I believe this has to do with the number of samples (small number) and the number of jobs. The fast implementation of UniFrac is known to have this issue. Nothing bad about your data, mainly the parallelization not working out well when there’s not “enough” to parallelize. I’m puzzled as to why this would sometimes work though.

1 Like

Hello
I got this error today
Plugin error from emperor:

(‘array must not contain infs or NaNs’, ‘occurred at index 71d5910c4e04598e7a39ca180ef23d98’)

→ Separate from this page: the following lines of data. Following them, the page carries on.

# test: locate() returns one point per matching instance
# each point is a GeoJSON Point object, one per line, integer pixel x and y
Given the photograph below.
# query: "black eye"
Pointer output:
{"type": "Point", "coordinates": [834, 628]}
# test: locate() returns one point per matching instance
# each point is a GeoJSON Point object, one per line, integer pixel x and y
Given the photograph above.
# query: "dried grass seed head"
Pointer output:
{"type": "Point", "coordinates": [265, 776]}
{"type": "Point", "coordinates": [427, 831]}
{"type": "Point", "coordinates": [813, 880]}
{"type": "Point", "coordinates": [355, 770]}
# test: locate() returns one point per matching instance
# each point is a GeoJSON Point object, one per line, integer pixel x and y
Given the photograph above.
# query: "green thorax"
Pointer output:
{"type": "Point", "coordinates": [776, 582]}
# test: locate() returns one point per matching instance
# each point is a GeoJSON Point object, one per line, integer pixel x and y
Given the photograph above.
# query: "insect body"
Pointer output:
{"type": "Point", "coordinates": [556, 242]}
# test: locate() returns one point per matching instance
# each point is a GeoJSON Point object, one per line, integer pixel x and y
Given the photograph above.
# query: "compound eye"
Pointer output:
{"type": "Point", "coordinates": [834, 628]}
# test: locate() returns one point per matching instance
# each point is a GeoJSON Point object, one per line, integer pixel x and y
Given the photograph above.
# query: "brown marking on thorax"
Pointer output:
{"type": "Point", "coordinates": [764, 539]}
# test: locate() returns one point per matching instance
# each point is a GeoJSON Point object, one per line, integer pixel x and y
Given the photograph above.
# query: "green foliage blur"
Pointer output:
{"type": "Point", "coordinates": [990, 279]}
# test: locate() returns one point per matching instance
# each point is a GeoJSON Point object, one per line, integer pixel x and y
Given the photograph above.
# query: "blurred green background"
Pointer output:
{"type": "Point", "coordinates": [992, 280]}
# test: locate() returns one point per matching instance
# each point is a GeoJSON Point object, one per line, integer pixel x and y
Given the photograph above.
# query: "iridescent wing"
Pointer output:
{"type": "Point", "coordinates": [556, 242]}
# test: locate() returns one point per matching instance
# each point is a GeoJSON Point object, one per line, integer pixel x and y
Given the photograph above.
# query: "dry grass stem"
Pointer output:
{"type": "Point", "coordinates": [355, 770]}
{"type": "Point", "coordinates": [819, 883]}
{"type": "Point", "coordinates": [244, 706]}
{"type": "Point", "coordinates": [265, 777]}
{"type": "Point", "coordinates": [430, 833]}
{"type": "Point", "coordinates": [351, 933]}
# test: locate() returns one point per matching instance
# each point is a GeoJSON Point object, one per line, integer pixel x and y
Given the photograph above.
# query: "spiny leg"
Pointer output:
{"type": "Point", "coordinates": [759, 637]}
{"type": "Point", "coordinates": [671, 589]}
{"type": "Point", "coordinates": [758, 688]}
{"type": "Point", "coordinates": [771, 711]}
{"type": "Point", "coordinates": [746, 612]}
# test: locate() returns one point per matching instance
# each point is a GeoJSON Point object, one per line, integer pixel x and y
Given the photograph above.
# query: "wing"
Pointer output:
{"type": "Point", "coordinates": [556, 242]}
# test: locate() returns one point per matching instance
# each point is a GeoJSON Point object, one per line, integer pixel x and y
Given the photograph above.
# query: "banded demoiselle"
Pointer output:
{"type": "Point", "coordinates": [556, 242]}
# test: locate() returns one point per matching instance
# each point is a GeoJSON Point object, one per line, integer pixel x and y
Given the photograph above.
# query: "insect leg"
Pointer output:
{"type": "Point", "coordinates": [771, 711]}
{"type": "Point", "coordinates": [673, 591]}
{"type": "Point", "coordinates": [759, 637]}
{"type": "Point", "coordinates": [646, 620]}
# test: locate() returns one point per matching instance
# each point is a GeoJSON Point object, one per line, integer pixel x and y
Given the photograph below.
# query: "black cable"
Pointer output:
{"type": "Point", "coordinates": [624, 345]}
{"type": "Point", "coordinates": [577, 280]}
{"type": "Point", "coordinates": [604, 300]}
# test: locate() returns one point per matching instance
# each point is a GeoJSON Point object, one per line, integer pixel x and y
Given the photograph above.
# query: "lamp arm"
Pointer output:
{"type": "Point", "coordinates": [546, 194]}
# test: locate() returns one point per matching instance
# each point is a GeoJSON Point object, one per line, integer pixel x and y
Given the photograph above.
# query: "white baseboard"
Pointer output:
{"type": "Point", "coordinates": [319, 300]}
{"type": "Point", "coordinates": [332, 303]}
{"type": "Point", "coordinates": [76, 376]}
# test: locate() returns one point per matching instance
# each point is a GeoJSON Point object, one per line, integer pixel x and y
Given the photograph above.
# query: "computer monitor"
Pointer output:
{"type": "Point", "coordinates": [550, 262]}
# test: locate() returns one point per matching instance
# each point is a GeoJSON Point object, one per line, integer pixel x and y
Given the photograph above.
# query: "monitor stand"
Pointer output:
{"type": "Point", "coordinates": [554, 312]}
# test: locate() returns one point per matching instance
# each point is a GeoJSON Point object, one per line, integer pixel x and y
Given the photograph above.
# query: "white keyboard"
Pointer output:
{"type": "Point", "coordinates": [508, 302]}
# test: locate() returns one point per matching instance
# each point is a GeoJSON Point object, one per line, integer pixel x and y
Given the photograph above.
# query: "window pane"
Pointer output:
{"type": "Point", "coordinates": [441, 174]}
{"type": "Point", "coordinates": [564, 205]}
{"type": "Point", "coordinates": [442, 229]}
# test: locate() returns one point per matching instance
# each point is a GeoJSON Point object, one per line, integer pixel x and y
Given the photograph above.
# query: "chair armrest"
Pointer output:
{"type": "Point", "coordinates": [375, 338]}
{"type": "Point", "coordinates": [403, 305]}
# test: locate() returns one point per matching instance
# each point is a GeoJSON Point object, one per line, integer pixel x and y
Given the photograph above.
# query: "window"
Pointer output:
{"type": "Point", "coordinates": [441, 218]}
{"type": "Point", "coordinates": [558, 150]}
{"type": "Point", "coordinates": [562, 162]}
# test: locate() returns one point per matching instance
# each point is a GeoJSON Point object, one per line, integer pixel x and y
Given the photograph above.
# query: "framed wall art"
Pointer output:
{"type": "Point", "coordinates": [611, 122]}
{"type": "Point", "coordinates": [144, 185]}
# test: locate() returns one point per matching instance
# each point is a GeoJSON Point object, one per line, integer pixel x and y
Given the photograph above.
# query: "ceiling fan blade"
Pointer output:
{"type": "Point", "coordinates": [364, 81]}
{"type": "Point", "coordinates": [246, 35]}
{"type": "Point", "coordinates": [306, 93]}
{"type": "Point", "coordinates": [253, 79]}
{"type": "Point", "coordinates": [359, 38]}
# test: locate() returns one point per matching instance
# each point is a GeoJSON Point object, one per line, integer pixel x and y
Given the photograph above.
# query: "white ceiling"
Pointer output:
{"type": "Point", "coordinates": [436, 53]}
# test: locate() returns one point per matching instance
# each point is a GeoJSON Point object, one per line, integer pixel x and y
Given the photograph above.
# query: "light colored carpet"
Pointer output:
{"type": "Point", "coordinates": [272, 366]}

I am trying to study beta diversity without assigning a sampling depth (I previously assigned a sampling depth and everything worked fine). So I did:
qiime diversity beta
–i-table $FILTER/table-dada2_1.qza
–p-metric braycurtis
–o-distance-matrix $DIVERSITY/Alpha_norare/bray_curtis_distance_matrix.qza

Then
qiime diversity pcoa
–i-distance-matrix $DIVERSITY/Alpha_norare/bray_curtis_distance_matrix.qza
–o-pcoa $DIVERSITY/Alpha_norare/bray_curtis_distance_pcoa.qza

Then
qiime diversity pcoa-biplot
–i-pcoa $DIVERSITY/Alpha_norare/bray_curtis_distance_pcoa.qza
–i-features $FILTER/rel-freq-table-dada2_1.qza
–o-biplot $DIVERSITY/Alpha_norare/bray_curtis_distance_pcoa_biplot.qza

Then
qiime emperor biplot
–i-biplot $DIVERSITY/Alpha_norare/bray_curtis_distance_pcoa_biplot.qza
–m-sample-metadata-file $WORKING/sample_metadata1.tsv
–o-visualization $DIVERSITY/Alpha_norare/bray_curtis_distance_pcoa_biplot.qzv

This last step is giving me the above-mentioned plugin error. I do not have any job number.

Thanks.

Seta

Hi!
I had the same issue.
On this step:

provide option:

--p-number-of-dimensions

and try different numbers of dimensions

2 Likes

In general, based on this response from @thermokarst, I would recommend verifying that all samples and features have at least one count whenever you encounter problems like these.